For a book that could also be easily described as witty, sexy escapist fiction, The Ministry of Time packs a substantial punch ... Kaliane Bradley proves that it’s possible to address imperialism, the scourge of bureaucracy, cross-cultural conflict and the paranoia inherent in a surveillance state through her utterly entertaining novel ... An edgy, playful and provocative book that’s likely to be the most thought-provoking romance novel of the summer.
A novel where things happen, lots of them, and all of them are exciting to read about and interesting to think about ... While Bradley’s writing can veer towards the glib, go with it: give in to the tide of this book, and let it pull you along. It’s very smart; it’s very silly; and the obvious fun never obscures completely the sheer, gorgeous, wild stretch of her ideas.
There is, naturally, a great deal of comedy to be had from the Victorian’s reactions to the modern world ... Bradley, who intersperses the contemporary timeline with episodes from Gore’s ill-fated Arctic expedition, skirts some of the easier laughs by giving him real dignity. He has his own world view, which feels properly informed by his era ... Bradley’s prose is itself a riff on the cross-temporal comedy, combining spare, sometimes melancholy observations with a playful, internet-inflected tone ... Still, there’s no getting around the fact that the novel could have benefited from another draft. In the middle the sentences become alarmingly garbled and many characters are not as vivid as they need to be. Moreover, the sci-fi plot is underdeveloped and overly relied upon.
At least on a superficial level, the fuss makes a degree of sense ... There’s fun to be had in watching this brightly characterised bunch get to grips with a Britain that is, ideologically and culturally, a foreign country ... Yet the social commentary is shoehorned in, not woven ... But fundamentally, The Ministry of Time is a bodge full of undeveloped ideas, tied to a plot that fizzles out even as it insists that more is becoming at stake ... Reading The Ministry of Time is like wading through a bog of undigested imagery and overwrought sentences.

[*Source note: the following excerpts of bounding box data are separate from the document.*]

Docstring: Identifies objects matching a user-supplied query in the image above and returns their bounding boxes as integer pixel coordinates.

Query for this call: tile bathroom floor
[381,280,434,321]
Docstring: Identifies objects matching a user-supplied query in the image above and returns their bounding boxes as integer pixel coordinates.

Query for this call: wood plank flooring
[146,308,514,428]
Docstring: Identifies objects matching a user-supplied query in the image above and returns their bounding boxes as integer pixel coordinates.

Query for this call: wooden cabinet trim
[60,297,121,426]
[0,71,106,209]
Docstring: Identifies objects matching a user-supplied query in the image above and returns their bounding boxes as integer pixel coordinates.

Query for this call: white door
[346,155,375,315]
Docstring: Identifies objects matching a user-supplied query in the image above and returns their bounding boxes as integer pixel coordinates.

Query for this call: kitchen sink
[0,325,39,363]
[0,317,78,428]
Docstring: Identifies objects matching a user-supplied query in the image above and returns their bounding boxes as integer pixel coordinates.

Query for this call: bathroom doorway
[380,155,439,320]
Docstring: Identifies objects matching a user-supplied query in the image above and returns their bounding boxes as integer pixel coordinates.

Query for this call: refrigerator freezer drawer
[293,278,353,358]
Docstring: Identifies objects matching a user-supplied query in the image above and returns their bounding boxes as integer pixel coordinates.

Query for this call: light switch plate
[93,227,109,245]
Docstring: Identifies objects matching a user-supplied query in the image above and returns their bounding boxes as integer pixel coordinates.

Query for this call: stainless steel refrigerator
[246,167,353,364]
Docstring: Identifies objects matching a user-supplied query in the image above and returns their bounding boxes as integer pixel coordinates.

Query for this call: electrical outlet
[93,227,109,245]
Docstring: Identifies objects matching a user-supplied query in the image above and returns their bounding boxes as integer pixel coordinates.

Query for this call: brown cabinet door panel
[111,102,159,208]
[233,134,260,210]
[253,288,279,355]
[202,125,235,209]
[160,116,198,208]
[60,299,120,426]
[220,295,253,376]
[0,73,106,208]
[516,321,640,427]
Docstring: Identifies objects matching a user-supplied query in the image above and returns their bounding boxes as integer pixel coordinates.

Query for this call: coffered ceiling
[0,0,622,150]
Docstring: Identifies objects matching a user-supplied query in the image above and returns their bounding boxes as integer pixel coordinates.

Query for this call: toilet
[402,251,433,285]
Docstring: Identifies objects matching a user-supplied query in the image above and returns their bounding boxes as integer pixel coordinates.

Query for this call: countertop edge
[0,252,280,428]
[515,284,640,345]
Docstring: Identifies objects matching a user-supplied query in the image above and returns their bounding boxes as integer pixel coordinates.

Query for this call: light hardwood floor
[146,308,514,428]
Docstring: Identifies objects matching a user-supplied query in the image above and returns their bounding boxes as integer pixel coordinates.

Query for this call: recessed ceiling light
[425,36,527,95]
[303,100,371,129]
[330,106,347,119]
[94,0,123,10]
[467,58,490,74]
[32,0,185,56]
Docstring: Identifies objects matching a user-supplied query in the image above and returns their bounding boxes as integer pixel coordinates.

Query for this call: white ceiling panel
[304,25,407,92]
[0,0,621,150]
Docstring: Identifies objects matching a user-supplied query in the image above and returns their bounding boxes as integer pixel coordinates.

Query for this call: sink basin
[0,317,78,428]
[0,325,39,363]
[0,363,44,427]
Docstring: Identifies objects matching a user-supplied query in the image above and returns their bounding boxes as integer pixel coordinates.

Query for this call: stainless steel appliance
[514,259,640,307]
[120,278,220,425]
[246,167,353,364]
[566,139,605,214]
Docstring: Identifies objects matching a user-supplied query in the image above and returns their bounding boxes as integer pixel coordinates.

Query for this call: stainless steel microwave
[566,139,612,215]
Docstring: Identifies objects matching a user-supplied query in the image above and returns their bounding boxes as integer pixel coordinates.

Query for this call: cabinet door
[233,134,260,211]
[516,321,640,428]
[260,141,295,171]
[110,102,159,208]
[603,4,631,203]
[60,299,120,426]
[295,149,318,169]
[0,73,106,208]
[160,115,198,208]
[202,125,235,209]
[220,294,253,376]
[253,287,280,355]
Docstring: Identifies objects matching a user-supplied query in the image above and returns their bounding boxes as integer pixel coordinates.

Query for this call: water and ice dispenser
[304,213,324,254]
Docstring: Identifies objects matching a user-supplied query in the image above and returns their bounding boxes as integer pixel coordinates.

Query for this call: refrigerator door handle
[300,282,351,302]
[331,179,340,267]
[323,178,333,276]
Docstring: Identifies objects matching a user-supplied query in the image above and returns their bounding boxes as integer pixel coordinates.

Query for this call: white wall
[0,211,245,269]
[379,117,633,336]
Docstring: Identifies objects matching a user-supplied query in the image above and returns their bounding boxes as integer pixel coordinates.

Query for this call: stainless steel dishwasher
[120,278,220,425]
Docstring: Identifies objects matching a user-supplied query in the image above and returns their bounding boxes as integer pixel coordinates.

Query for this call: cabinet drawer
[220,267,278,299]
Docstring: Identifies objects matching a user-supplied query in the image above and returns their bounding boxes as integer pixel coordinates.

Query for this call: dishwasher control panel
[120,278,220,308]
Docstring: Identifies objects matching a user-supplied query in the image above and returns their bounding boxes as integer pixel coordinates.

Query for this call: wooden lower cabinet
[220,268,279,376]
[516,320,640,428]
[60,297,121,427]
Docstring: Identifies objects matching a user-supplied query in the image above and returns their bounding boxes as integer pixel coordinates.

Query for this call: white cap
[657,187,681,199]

A fantastical combination of time-travel novel, spy thriller and slow-burn romance, The Ministry of Time uses its fish-out-of-water story to explore cultural identity and the legacy of British imperialism. Thoughtful and deliberately paced, Kaliane Bradley’s debut novel mainly focuses on the relationship between the nameless bridge and her charge.

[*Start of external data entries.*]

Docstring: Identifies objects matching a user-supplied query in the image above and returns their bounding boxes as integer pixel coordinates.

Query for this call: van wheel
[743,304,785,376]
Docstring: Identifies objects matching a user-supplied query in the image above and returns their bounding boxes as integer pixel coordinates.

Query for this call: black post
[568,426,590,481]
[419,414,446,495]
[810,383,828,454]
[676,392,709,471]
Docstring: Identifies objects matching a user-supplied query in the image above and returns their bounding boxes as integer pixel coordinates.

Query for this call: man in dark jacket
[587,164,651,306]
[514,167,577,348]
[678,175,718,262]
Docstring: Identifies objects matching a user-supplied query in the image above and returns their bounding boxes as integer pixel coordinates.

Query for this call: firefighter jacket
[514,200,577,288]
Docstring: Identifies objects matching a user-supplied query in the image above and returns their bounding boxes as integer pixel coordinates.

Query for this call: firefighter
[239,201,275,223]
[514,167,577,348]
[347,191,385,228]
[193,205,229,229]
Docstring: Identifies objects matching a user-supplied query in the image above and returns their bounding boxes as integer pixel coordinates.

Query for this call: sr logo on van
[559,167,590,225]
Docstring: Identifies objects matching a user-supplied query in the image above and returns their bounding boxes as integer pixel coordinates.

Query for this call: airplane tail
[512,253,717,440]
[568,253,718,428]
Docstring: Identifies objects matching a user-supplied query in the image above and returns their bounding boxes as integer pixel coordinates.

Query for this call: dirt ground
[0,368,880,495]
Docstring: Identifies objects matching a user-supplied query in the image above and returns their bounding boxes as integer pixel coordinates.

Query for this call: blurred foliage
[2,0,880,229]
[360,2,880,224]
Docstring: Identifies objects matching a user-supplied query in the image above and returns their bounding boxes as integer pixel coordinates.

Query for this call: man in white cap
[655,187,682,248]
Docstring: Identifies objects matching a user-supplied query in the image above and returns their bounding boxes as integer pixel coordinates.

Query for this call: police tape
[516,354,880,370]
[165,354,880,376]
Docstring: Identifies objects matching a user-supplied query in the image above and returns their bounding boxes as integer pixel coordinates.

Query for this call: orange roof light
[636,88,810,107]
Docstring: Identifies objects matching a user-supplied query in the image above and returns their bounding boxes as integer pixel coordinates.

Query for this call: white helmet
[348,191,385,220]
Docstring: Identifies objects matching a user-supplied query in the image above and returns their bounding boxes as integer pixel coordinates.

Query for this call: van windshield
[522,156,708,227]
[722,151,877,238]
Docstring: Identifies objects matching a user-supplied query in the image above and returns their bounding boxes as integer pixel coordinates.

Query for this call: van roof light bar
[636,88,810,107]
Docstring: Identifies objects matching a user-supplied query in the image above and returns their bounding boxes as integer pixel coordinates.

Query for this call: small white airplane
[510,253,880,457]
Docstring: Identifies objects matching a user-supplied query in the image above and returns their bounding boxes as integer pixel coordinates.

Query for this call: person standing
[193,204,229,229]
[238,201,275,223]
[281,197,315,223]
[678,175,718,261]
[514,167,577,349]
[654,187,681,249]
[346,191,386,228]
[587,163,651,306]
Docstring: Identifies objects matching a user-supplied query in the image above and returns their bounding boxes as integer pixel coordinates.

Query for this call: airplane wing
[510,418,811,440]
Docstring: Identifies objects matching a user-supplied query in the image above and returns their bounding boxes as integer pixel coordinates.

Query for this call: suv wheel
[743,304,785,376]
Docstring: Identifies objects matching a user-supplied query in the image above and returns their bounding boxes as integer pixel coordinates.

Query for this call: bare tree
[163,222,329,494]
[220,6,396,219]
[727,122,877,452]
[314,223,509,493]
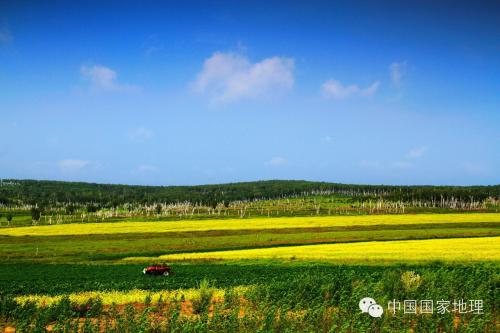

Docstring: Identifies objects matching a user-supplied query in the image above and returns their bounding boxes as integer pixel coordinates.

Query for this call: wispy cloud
[80,65,140,92]
[192,52,294,103]
[57,159,90,172]
[392,161,413,169]
[266,156,287,167]
[321,79,380,99]
[406,146,429,158]
[389,61,407,88]
[137,164,158,173]
[130,126,154,142]
[461,161,487,176]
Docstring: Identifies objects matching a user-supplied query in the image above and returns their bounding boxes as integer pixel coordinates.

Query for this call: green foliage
[0,180,500,207]
[0,264,497,332]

Gripping, gleefully delicious ... [Bradley's] finished novel—taut, artfully unspooled, and vividly written—retains the kind of insouciant joy and intimacy you might expect from a book with those origins. It’s also breathtakingly sexy.
Clever ... A thriller-like scenario regarding mortal threats to the narrator and Gore feels secondary; more fruitful are Bradley’s depictions of the ways in which time travelers react to modern nightclubs, sexual freedoms, and the news that the empire has "collapse[d]." It’s a sly and ingenious vehicle for commentary on the disruptions and displacements of modern life.